Tiba-tiba, saya dikejutkan oleh pemandangan aneh. Terlihat benda-benda mencurigakan di motorku. Begitu saya mendekat, terlihatlah beras, jeruk bali, singkong, kelapa dan beberapa butir telor ayam kampung dalam plastik. Masya Allah, begitu baiknya Mbah Basuni memberikan semua ini. Tak kuasa saya menahan haru sambil memandang Mbah Basuni. Dan Mbah Basuni cukup tersenyum bahagia.
---
Selama hidup, saya merasa berbuat biasa-biasa saja. Ketika bekerja di kantor, saya bekerja berdasarkan tugas dan petunjuk pimpinan. Ketika menulis sesuatu di kompasiana, saya pun sekadar menulis tentang hal-hal yang saya ketahui. Ketika berada di kampung, saya merasa hidup bertetangga biasa-biasa saja. Jika diadakan kerja bakti, saya berusaha mengikutinya. Namun, sering saya terpaksa meninggalkan kerja bakti itu karena harus menunaikan tugas lain. Lucunya, warga kampungku memberikan toleransi yang sangat baik. Bahkan, saya sering digoda, “Tenagamu tak ada pengaruhnya.”

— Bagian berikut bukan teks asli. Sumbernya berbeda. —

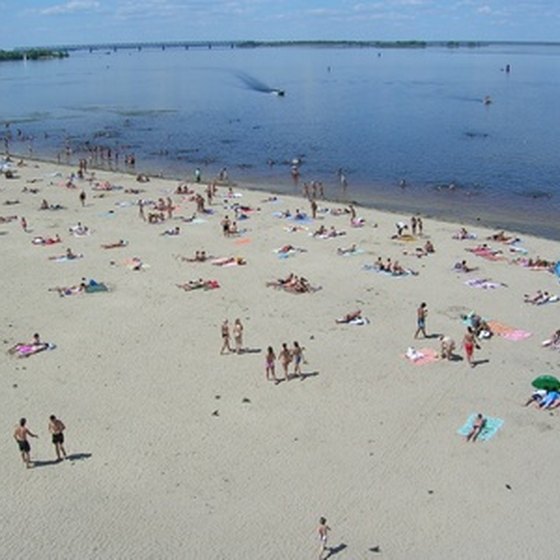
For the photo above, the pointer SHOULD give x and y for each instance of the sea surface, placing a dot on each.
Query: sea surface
(379, 115)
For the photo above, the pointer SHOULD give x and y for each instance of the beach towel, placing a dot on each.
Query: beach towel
(64, 258)
(422, 356)
(359, 321)
(295, 228)
(96, 288)
(483, 283)
(25, 350)
(357, 251)
(488, 432)
(486, 253)
(373, 268)
(507, 332)
(228, 261)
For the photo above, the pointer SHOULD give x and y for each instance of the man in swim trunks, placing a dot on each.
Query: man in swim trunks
(56, 428)
(225, 337)
(20, 435)
(478, 426)
(421, 313)
(323, 531)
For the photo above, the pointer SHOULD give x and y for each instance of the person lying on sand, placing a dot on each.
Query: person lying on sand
(229, 261)
(7, 219)
(552, 400)
(70, 290)
(46, 240)
(503, 238)
(292, 283)
(189, 219)
(285, 249)
(347, 251)
(25, 349)
(463, 267)
(350, 317)
(538, 298)
(463, 234)
(119, 243)
(79, 229)
(199, 284)
(69, 255)
(536, 397)
(173, 231)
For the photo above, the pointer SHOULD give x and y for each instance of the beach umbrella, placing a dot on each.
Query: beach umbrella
(547, 382)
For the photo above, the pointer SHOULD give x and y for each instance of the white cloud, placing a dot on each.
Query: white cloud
(71, 7)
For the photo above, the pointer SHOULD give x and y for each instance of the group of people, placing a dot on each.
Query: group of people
(22, 433)
(236, 332)
(292, 283)
(286, 357)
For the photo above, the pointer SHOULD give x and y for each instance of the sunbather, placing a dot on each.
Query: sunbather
(350, 317)
(120, 243)
(347, 251)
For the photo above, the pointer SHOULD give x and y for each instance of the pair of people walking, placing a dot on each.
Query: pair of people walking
(22, 434)
(237, 332)
(286, 356)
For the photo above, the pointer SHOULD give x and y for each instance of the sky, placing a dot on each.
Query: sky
(68, 22)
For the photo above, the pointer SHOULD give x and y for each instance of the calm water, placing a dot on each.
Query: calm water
(414, 114)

Memang sih saya sering mengimbangi “kemalasanku” mengikuti kerja bakti dengan segala yang saya miliki. Jika diadakan kerja bakti, saya berusaha memberikan sedikit bantuan. Istriku pun berusaha menyediakan santapan ala kadarnya. Dan ketiga anakku tidak mau ketinggalan. Ketiganya langsung berpartisipasi menghabiskan makanan di lokasi kerja bakti. Hahaha…! Sering ketiga anakku digoda warga. Dan anak-anakku sangatlah bahagia tinggal bersama warga dengan anak-anak mereka. Begitu baiknya warga kampungku kepada kami.